When it is time for eagles to breed, they are known to return to the general areas where they fledged. Therefore, the biologists needed to convince some eagles that they were born in New Jersey. In 1982, they began to manage the one remaining nest. They began by climbing the tree and removing the egg(s). One of the effects of DDT is thin eggshells and the eagles were unable to incubate the eggs. Because chickens weigh less than eagles, they were used to incubate the eggs and 10 day old chicks were carried up the tree and placed into the nest. The eagles quickly accepted the chicks and raised them successfully.
This process would have been too slow to make a significant change for the state population. The mortality rates in young eagles can be as a high as 80% and eagles are not ready to reproduce until they are 5 years old. Therefore, a hacking project was initiated in which young chicks, mostly from Canada, were brought to the area of New Jersey that has good bald eagle habitat, and raised in cages on stilts, called hacking towers. The chicks never saw the humans that provided them food. About sixty chicks were fledged that way between 1983 and 1989.
The first effort to restore a bald eagle population was made in 1974 in Maine. Two eggs from wild nests in Minnesota were placed in nests in Maine.
The three usual methods for reestablishing nesting pairs are egg transplants, fostering and hacking.
Hacking was first tried in New York State in 1976 and has been the most successful method of bald eagle re-introduction. This method is still being used today in parts of the country that are attempting to increase their population.
It is important to chose a good hacking site, one where there is an abundant fish supply for fledged birds. It is generally considered important to use areas where bald eagles historically nested and that still have enough undisturbed habitat to support nests.
The Eagle's Advocate presents details about the requirements for successful hacking.
In 1988, a second eagle nest was discovered in New Jersey. Since then, the population has increased and in 2003 there were 40 nests with 41 young.
The great part about this program is that anyone can become a monitor. It does not require a lot of birding knowledge or a background in biology. All that is required is enthusiasm and dedication and once someone spends even a brief time observing eagles, they quickly gains those two qualities. The state provides training materials that describe eagle behavior and what is expected of the monitors.

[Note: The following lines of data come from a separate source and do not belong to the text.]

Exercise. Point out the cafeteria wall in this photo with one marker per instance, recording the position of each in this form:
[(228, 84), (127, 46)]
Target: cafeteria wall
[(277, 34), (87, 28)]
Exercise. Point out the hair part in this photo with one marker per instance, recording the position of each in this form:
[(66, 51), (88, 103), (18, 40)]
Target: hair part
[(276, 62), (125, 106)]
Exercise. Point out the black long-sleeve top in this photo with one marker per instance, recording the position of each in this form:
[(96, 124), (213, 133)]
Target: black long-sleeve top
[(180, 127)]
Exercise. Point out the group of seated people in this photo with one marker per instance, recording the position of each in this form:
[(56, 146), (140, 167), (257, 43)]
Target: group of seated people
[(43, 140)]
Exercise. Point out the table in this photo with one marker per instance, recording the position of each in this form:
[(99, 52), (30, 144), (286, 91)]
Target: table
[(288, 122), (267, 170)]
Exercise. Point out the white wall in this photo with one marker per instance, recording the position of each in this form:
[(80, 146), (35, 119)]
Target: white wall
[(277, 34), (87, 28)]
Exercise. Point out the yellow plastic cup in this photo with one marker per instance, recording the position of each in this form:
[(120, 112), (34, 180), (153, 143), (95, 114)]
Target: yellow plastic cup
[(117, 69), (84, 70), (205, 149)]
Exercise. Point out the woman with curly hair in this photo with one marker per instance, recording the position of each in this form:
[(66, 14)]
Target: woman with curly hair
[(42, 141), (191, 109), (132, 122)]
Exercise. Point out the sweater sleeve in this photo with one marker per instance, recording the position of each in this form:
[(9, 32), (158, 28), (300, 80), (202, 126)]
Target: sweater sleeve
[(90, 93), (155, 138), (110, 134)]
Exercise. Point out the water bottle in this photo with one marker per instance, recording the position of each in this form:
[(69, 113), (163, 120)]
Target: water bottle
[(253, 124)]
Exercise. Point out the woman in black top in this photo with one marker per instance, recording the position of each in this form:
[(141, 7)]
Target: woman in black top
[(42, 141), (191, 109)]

The group of monitors includes a range of people. A number of them are retired citizens who have decided to spend a lot of their time monitoring their bald eagle nests. Others are like me, with a full-time job that is unrelated to the project who observe mostly on the weekends. Most of the monitors continue with the project for years.
I first learned about the project through a write-up seeking volunteers in the NJ Audubon magazine. Many of the monitors come to the program through word of mouth. This bald eagle monitoring project is a very successful program and the state biologists assert that a key component of the project are the volunteers.
The ENSP works in conjunction with New Jersey Audubon to survey the eagles in mid-winter. This survey is generally performed the second weekend in January. The eagles that are in New Jersey in the winter are not necessarily resident eagles. Some eagle pairs stay at their nest areas all year, others travel further south to find places with more open water and thus, more fish. Eagles are social birds and sometimes form communal roosts near water consisting of several birds. The survey is part of a nationwide winter survey of eagles that takes place in the first two weeks of January and usually consists of two consecutive days of observation.
The first survey in 1978 found less than 10 eagles in the entire state.
178 bald eagles and 9 golden eagles were counted in the 2004 survey.